The official unemployment rate ticked down to 9.0% from 9.1% on September as the Household Survey (separate from the payroll survey, but used to calculate the unemployment rate) showed an increase of 277,000. Since those re-entering the workforce only rose 181,000, the unemployment rate fell.
Outside of two months (Feb. and March 2011) when the jobless rate dipped below 9%, the unemployment rate has been stuck at this elevated level for longer than at any time since the Great Depression – averaging 9.4% over the past 29 months.
Two quick points on the jobless rate:
First, Household employment (which includes the self-employed) has increased for three-straight months, up 1.006 million over this period. Economists like to say that after three months of nice increase in this number, the labor market is on track to improve. However, I’ll point out that we saw a four-month streak of 955,000 increase at the beginning of the year only to see the reading give more than half of those gains back in the following four months. So I’d caution to get too excited about the Household number just yet.

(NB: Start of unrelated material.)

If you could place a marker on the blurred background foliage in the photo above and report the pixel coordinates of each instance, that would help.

Second, 181,000 people re-entered the workforce. With the participation rate sitting at just 64.2%, it will take the re-entry of five million people into the labor force to get us back to the modern-era average participation rate of 66%. Thus, we’ll need a couple of years of roughly 300K/month job growth to absorb these people and get the jobless rate moving lower.
The U6 unemployment rate fell to 16.2% from 16.5% -- this captures those that are available for work but didn’t look for a job in the past four weeks (the official jobless rate excludes these people) and those working part time for economic reasons (they want full time work but can only find part time). More part-time workers found full-time work in October.
The long-term unemployment situation improved, but remains extremely troublesome.
The average duration of unemployment fell to 39.4 weeks from 40.5 in September.
Those out of work for at least six months (defined as the long-term unemployed) fell to 5.840 million, down 366,000 over the past month. As a percentage of the total unemployed, that figure is 42.4%.
Average hourly earnings rose 0.2%, up just 0.1% over the past three months and +1.8% over the past year. Inflation has increased 3.0%-3.9% (depending on the gauge) over the past 12 months.